Renate was only three when the bombs began to drop in Berlin, shattering homes and lives as the Allies worked to bring Nazi Germany to its knees. Her mother, Erika, realizing that the time to leave had finally come, bundled up her two children and fled to the town of Apolda. This would be the first of many such significant moves in the young girl’s life. Eventually, World War II ended, but another more subtle war would soon begin between the capitalist West and its former ally to the East, a conflict that would help shape much of the young girl’s future.
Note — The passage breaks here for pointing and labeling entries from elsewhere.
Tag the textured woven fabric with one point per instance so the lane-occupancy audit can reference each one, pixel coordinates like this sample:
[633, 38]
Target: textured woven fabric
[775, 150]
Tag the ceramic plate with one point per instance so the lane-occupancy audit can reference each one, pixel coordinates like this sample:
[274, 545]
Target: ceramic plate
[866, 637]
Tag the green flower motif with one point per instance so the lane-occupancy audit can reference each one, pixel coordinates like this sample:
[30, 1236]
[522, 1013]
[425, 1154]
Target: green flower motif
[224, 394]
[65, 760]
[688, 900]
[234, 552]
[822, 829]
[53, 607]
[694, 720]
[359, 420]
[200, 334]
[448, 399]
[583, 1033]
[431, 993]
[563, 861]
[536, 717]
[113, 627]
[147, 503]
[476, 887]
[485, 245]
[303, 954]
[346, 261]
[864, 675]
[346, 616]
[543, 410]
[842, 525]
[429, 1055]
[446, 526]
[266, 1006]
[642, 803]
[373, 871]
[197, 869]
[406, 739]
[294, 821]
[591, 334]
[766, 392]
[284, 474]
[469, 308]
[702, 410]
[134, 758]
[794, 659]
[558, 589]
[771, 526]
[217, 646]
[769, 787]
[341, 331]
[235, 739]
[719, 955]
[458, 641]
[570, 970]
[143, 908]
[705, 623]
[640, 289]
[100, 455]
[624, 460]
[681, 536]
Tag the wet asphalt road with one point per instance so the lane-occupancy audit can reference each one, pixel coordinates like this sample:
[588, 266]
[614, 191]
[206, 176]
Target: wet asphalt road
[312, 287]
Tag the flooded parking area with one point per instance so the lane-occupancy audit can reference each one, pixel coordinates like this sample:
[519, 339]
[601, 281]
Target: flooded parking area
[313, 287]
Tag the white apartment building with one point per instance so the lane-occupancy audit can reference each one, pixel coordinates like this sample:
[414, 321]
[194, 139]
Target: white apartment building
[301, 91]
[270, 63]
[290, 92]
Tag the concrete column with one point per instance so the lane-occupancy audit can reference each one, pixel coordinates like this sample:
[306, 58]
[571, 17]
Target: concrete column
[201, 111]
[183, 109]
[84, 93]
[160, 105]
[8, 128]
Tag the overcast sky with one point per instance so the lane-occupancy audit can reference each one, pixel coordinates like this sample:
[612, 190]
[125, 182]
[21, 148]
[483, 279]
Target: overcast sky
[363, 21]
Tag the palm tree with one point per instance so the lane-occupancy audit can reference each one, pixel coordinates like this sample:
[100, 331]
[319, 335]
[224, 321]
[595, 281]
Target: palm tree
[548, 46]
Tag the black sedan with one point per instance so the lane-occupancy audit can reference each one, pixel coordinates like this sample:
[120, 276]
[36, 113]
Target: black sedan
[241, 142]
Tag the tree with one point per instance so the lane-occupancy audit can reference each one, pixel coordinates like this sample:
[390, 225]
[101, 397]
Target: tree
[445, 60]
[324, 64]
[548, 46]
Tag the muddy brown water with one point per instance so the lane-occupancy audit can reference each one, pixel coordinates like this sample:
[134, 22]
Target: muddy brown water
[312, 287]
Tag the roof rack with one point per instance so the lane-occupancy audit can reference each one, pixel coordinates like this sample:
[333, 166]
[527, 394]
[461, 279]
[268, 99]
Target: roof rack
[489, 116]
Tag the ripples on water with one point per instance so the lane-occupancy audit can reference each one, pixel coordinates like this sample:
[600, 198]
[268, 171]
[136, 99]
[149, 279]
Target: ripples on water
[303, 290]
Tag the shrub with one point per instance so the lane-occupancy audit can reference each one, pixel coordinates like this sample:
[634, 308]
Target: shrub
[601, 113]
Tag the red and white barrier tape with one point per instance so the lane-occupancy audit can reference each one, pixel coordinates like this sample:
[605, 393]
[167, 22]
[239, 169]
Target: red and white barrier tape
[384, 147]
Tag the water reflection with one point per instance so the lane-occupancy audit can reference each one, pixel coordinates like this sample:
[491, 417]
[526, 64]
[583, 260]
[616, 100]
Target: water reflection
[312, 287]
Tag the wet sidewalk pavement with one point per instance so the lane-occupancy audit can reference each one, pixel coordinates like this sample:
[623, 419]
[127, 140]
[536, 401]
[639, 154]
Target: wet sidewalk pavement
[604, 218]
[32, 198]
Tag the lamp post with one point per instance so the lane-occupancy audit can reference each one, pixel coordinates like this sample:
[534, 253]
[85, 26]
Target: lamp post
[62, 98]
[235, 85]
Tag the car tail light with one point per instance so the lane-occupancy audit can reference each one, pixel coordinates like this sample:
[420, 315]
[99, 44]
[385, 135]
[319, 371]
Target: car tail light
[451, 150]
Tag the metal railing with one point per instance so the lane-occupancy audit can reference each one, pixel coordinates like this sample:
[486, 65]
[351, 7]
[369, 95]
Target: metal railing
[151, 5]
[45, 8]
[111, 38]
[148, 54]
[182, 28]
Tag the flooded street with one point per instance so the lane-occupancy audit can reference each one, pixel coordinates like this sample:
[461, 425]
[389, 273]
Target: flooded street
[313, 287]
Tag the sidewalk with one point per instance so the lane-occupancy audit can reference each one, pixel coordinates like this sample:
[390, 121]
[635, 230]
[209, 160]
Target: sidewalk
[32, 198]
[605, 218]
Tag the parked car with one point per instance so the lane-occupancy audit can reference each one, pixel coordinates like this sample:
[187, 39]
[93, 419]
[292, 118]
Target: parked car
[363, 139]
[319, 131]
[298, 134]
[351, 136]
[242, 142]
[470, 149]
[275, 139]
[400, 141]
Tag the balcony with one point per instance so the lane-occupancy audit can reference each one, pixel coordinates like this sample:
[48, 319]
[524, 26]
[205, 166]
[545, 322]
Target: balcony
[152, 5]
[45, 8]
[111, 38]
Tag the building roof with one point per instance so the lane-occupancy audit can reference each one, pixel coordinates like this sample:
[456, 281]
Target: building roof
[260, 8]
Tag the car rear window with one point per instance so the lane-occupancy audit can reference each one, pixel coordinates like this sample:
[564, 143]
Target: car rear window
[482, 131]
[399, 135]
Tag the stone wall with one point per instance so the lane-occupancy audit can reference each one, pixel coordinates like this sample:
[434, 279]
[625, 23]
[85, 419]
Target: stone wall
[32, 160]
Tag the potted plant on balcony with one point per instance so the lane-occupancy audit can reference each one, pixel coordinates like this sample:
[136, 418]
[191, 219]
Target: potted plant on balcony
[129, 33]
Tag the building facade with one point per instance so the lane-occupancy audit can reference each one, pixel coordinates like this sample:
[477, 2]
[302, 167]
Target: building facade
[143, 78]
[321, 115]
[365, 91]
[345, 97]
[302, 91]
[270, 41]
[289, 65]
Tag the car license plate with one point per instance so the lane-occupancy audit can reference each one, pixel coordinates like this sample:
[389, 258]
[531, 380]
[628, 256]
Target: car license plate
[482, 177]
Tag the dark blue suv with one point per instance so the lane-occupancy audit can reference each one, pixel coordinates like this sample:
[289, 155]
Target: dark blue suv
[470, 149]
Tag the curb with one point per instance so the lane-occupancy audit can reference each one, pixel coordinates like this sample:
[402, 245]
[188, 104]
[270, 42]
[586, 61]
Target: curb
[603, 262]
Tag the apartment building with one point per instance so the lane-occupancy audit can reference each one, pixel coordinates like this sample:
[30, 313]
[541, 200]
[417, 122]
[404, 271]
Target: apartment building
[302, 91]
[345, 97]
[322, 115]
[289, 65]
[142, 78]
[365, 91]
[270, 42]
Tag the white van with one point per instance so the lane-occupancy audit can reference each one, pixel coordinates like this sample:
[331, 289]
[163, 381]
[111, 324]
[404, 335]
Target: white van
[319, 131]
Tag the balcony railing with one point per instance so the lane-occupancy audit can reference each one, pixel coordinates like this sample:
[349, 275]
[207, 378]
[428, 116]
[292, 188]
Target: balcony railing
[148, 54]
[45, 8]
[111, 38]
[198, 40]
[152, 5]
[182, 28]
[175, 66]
Sridhar’s biography of his wife, Renate, is much more than the history of one individual; it is a window onto the struggles ordinary Germans faced during the Cold War years. Education, for example, was not a simple matter. Because her father had been a member of the National Socialist German Worker’s Party during World War II, Renate, now living in East Germany, was denied the right to go to school after the eighth grade. This led her to flee to West Berlin for her schooling, the start of an exodus that her whole family later made. But even in the West, life still had its challenges, as evidenced by her battle to remain with her Indian husband in her homeland in a time period when a woman’s rights were not as recognized as they are now.
As a biography, the author’s book is an excellent account of his wife and her many adventures. But as a chronicle of Cold War Germany, Sridhar’s well-written and informative narrative sheds new light on the often underreported trials of its citizens and foreign residents.